Versteckte Einwilligung: Facebook kriegt irischen Freifahrtschein

Mark Zuckerberg

Im Kern geht es immer wieder um die selbe Frage: Was darf Facebook mit den Daten seiner Nutzer:innen anstellen? Der österreichische Datenschützer Max Schrems geht seit mehr als zehn Jahren gegen das Unternehmen vor und legte unzählige Beschwerden ein. In einem der Fälle liegt nun eine vorläufige Entscheidung vor: Die irische Datenschutzbehörde, die europaweit für Facebook zuständig ist, will dem US-Konzern bei der Datennutzung einen Freifahrtschein geben.

Die rechtliche Basis, auf der Facebook in Europa persönliche Daten für Werbung verwendet, beruht auf einer Nacht-und-Nebelaktion. Am 25. Mai 2018 wurde die Datenschutzgrundverordnung (DSGVO) in Europa rechtswirksam. In der Nacht davor änderte Facebook klammheimlich die Bedingungen für seine damaligen 235 Millionen Nutzer:innen in Europa: Sollten diese davor in die Datenverarbeitung eingewilligt haben, behauptet Facebook seither, so erhalte das Unternehmen das Recht zur Datenauswertung für Werbezwecke durch seine Nutzungsbedingungen vertraglich zugesichert. Dieser juristische Winkelzug soll verhindern, dass Nutzer:innen ihre Einwilligung zur Datenverarbeitung zurückziehen – und Facebook die Möglichkeit nehmen, damit Werbeeinnahmen zu erzielen.

Gegen diese und zahlreiche anderen fragwürdigen Praktiken von Facebook hatte Schrems mit seiner NGO noyb Beschwerde eingelegt. Er spricht von „versteckten Einwilligungen“, die klar gegen die DSGVO verstoßen würden. Doch nach mehr als drei Jahren Verfahrensdauer hat die irische Behördenchefin Helen Dixon nun zugunsten von Facebook entschieden. Der Konzern soll zwar eine Geldbuße von 28 bis 36 Millionen Euro wegen „mangelnder Transparenz“ erhalten – dies liegt jedoch weit unter dem Strafrahmen von vier Prozent des globalen Jahresumsatzes für systemische Verfehlungen, den die DSGVO einräumt. Im Fall Facebooks wären das rund drei Milliarden Euro gewesen. Auch erteilte die irische Behörden ihren Sanktus dafür, dass Facebook weiterhin unter dem Mantel eines angeblichen Vertragsverhältnisses die Daten seiner Nutzer*innen für personalisierte Werbung verwenden darf.
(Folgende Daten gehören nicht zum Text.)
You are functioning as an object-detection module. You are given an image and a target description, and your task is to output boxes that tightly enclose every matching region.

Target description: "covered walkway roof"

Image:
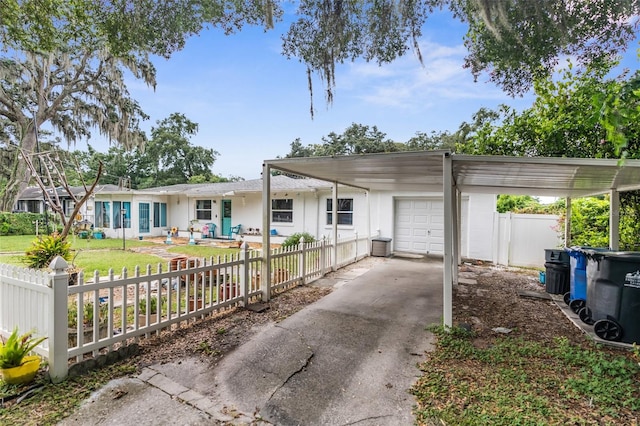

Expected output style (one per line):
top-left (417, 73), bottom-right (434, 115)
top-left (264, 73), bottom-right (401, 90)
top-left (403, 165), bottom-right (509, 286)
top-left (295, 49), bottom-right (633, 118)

top-left (263, 150), bottom-right (640, 326)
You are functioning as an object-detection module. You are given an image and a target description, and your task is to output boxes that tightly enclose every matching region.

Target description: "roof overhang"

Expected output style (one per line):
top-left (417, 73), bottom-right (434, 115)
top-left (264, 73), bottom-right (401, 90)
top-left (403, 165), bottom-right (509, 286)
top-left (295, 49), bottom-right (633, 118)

top-left (265, 151), bottom-right (640, 198)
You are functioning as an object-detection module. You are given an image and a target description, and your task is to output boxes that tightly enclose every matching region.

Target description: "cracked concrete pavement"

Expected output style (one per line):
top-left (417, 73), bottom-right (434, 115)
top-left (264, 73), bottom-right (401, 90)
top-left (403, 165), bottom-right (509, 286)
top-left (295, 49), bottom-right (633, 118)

top-left (61, 258), bottom-right (442, 426)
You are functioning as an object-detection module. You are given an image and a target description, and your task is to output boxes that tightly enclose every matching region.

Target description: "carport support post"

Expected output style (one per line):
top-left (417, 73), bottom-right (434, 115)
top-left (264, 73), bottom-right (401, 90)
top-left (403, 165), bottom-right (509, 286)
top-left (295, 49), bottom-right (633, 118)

top-left (260, 163), bottom-right (271, 302)
top-left (609, 189), bottom-right (620, 250)
top-left (452, 187), bottom-right (462, 285)
top-left (442, 152), bottom-right (454, 327)
top-left (331, 182), bottom-right (338, 271)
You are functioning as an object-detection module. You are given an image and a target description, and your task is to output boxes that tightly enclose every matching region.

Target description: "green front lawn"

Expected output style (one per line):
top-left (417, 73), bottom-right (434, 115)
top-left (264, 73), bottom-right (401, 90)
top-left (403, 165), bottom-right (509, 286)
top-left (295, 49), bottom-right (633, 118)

top-left (0, 235), bottom-right (154, 254)
top-left (0, 235), bottom-right (166, 278)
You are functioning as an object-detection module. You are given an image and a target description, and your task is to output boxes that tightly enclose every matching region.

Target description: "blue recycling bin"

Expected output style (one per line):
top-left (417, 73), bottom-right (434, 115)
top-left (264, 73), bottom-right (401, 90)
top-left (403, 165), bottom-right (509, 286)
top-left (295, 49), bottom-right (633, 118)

top-left (564, 246), bottom-right (609, 314)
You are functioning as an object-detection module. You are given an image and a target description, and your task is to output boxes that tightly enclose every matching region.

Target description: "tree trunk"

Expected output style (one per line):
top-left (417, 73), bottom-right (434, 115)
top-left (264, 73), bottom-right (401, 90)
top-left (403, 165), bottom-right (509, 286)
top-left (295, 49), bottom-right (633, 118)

top-left (0, 126), bottom-right (36, 212)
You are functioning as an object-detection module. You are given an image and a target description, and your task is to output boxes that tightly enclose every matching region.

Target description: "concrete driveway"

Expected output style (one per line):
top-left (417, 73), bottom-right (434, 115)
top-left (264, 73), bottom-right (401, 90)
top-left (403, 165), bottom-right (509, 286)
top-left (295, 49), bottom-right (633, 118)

top-left (58, 258), bottom-right (442, 425)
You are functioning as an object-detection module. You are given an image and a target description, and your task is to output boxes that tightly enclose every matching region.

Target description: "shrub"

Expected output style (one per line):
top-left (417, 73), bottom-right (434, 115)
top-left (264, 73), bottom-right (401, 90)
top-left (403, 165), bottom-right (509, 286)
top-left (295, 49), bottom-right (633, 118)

top-left (25, 233), bottom-right (71, 269)
top-left (282, 232), bottom-right (316, 248)
top-left (0, 327), bottom-right (46, 368)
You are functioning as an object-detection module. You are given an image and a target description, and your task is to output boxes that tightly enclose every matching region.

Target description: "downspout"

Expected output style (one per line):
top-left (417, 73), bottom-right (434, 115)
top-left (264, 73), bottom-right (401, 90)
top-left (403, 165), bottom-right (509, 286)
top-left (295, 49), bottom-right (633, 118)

top-left (451, 186), bottom-right (462, 285)
top-left (331, 182), bottom-right (338, 271)
top-left (364, 190), bottom-right (371, 256)
top-left (260, 163), bottom-right (271, 302)
top-left (609, 189), bottom-right (620, 250)
top-left (442, 152), bottom-right (454, 327)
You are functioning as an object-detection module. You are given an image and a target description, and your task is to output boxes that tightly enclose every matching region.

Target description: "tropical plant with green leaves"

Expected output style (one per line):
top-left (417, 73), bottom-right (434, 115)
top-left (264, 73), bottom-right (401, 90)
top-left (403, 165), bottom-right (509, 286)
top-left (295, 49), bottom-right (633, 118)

top-left (25, 233), bottom-right (71, 269)
top-left (0, 327), bottom-right (46, 368)
top-left (282, 232), bottom-right (316, 248)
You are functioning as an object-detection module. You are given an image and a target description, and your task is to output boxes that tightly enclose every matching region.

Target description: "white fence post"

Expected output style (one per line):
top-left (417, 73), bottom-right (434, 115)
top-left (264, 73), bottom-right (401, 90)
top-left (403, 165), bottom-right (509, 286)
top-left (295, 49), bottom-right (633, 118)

top-left (353, 231), bottom-right (358, 262)
top-left (48, 256), bottom-right (69, 383)
top-left (240, 241), bottom-right (251, 306)
top-left (320, 238), bottom-right (327, 277)
top-left (298, 237), bottom-right (307, 285)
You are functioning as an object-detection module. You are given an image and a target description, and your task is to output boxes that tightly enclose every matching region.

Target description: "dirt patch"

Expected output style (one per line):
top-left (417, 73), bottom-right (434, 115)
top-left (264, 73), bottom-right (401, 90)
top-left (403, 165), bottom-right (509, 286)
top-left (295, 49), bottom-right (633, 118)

top-left (453, 264), bottom-right (604, 346)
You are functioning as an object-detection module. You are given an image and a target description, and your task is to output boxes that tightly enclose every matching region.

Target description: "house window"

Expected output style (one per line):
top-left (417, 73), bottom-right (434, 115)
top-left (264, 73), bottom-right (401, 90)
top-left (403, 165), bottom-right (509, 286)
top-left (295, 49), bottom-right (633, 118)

top-left (153, 203), bottom-right (167, 228)
top-left (271, 198), bottom-right (293, 223)
top-left (94, 201), bottom-right (111, 228)
top-left (196, 200), bottom-right (212, 220)
top-left (327, 198), bottom-right (353, 225)
top-left (113, 201), bottom-right (131, 229)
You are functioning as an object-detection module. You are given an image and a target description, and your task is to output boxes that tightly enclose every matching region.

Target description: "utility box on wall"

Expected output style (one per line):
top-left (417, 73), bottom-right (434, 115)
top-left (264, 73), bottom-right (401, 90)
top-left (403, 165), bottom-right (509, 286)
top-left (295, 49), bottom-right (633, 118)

top-left (371, 238), bottom-right (391, 257)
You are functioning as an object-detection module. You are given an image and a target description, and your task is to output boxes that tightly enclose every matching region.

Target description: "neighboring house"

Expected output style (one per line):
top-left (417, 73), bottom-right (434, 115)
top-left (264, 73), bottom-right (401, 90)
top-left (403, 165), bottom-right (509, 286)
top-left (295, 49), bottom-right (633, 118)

top-left (13, 175), bottom-right (496, 260)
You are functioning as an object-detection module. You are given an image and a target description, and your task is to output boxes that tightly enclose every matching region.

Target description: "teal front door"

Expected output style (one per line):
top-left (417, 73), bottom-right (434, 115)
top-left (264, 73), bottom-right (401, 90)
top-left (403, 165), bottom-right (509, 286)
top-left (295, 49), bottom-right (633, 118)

top-left (138, 203), bottom-right (150, 234)
top-left (221, 200), bottom-right (231, 237)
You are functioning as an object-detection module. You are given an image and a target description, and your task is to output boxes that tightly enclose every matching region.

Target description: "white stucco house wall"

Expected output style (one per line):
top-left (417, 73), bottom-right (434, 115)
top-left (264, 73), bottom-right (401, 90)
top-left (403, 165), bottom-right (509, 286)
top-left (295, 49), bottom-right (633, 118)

top-left (13, 175), bottom-right (496, 261)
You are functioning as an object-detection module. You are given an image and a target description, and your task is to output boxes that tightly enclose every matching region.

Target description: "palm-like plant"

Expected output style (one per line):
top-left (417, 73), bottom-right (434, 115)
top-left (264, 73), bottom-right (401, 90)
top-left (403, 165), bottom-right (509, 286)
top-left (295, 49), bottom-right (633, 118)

top-left (0, 327), bottom-right (46, 368)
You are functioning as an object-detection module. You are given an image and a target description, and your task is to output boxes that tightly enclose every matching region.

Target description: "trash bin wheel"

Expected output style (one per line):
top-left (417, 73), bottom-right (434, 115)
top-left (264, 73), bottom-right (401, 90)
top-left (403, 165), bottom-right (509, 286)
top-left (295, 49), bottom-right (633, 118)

top-left (593, 319), bottom-right (622, 341)
top-left (569, 299), bottom-right (587, 314)
top-left (578, 306), bottom-right (595, 325)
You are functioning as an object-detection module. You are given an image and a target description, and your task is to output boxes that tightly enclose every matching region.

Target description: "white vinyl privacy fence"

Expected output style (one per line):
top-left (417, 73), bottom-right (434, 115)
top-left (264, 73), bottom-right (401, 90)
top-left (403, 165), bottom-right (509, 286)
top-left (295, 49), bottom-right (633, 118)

top-left (493, 213), bottom-right (563, 268)
top-left (0, 235), bottom-right (370, 381)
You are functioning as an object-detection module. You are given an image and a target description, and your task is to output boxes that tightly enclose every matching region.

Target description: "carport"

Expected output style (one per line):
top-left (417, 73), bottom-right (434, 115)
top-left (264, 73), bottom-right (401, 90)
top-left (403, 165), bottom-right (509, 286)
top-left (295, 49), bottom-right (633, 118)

top-left (262, 150), bottom-right (640, 326)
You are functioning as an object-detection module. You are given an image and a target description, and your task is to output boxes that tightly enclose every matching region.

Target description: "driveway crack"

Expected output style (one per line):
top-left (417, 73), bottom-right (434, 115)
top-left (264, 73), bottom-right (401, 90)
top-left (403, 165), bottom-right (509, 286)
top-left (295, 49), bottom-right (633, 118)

top-left (267, 351), bottom-right (315, 402)
top-left (343, 414), bottom-right (393, 426)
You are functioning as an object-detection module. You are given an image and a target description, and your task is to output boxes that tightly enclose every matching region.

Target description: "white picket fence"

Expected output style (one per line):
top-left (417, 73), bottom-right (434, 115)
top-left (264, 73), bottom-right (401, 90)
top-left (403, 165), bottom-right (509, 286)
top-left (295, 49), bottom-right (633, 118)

top-left (0, 235), bottom-right (371, 381)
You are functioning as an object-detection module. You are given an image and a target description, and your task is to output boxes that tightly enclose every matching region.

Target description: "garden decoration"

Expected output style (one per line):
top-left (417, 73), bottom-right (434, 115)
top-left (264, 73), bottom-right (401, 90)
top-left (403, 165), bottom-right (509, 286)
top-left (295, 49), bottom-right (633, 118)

top-left (0, 327), bottom-right (46, 384)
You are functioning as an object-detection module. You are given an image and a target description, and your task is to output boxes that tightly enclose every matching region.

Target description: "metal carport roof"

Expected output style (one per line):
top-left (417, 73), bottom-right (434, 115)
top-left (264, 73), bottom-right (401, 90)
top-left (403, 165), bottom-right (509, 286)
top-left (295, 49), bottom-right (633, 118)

top-left (265, 151), bottom-right (640, 198)
top-left (263, 150), bottom-right (640, 326)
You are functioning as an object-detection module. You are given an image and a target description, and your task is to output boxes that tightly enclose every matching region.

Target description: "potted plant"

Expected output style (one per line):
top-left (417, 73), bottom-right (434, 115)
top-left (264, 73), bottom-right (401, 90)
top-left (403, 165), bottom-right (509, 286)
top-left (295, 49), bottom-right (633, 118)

top-left (0, 327), bottom-right (46, 384)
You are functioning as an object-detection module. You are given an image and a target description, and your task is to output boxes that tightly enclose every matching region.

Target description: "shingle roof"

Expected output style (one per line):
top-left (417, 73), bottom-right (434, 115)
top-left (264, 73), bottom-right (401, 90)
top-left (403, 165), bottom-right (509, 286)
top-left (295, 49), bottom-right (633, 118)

top-left (20, 175), bottom-right (331, 200)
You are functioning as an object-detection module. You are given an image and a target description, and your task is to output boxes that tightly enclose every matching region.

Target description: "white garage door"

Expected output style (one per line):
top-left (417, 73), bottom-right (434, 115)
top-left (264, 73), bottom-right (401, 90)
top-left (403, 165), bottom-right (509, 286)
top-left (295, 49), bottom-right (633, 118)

top-left (394, 198), bottom-right (444, 255)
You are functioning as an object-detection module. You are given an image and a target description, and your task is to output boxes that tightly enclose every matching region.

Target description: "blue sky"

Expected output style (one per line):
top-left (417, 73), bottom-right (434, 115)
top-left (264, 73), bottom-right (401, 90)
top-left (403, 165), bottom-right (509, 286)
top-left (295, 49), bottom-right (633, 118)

top-left (90, 12), bottom-right (637, 179)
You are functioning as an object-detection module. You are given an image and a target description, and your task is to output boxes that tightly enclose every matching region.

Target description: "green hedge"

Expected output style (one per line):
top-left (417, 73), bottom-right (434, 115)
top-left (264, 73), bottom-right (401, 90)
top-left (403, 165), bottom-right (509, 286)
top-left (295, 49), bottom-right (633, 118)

top-left (0, 213), bottom-right (48, 235)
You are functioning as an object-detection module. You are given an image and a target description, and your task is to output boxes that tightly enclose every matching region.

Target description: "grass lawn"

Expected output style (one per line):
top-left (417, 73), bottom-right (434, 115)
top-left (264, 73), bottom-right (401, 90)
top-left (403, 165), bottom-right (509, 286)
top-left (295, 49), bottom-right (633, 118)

top-left (167, 246), bottom-right (240, 258)
top-left (0, 235), bottom-right (153, 254)
top-left (0, 235), bottom-right (165, 278)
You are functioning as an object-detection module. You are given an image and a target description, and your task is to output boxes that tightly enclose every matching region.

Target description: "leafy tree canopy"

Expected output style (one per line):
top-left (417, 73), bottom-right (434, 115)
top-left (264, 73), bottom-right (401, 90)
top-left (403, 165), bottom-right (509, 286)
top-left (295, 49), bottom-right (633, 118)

Werbung als die „Natur von Facebooks Diensten“

Facebook mache keine Geheimnis daraus, dass es personalisierte Werbung einsetze, heißt es in dem vorläufigen Bescheid der irischen Behördenchefin: „Meiner Ansicht nach ist ein vernünftiger Nutzer – basierend auf der öffentlichen Mediendebatte über dieses und andere Themen – gut darüber informiert, dass dies die Natur der Dienste von Facebook ist und Teil seiner Vertragsbedingungen.“

Noch ist das Verfahren allerdings nicht vorbei – die vorläufige Entscheidung aus Irland geht nun an den Europäischen Datenschutzausschuss. Dieser kann Einwände vorbringen und im Streitfall auch nachbessern. „Unsere Hoffnung liegt bei den anderen europäischen Behörden“, sagt Schrems laut einer Pressemitteilung. „Wenn sie nicht tätig werden, können Unternehmen ihre Zustimmung einfach in Vertragsbedingungen umwandeln und so die DSGVO endgültig umgehen.“

Schrems hatte der irischen Datenschutzbehörde zuvor wiederholt vorgeworfen, parteiisch für Facebook zu agieren. Es habe „geheime Treffen“ der irischen Behörde mit Facebook gegeben, in denen eine Umgehung der DSGVO besprochen wurde, heißt es in einem offenen Brief von noyb. Auch der deutsche Bundesdatenschutzbeauftragte Ulrich Kelber hat Dixon vorgeworfen, „falsche Aussagen“ in laufenden Verfahren zu machen und diese unnötig zu verzögern. Wegen der vielen offenen Datenschutzverfahren gegen Tech-Konzerne kritisierte ein Bericht zuletzt Irland als den Flaschenhals der Datenschutzgrundverordnung.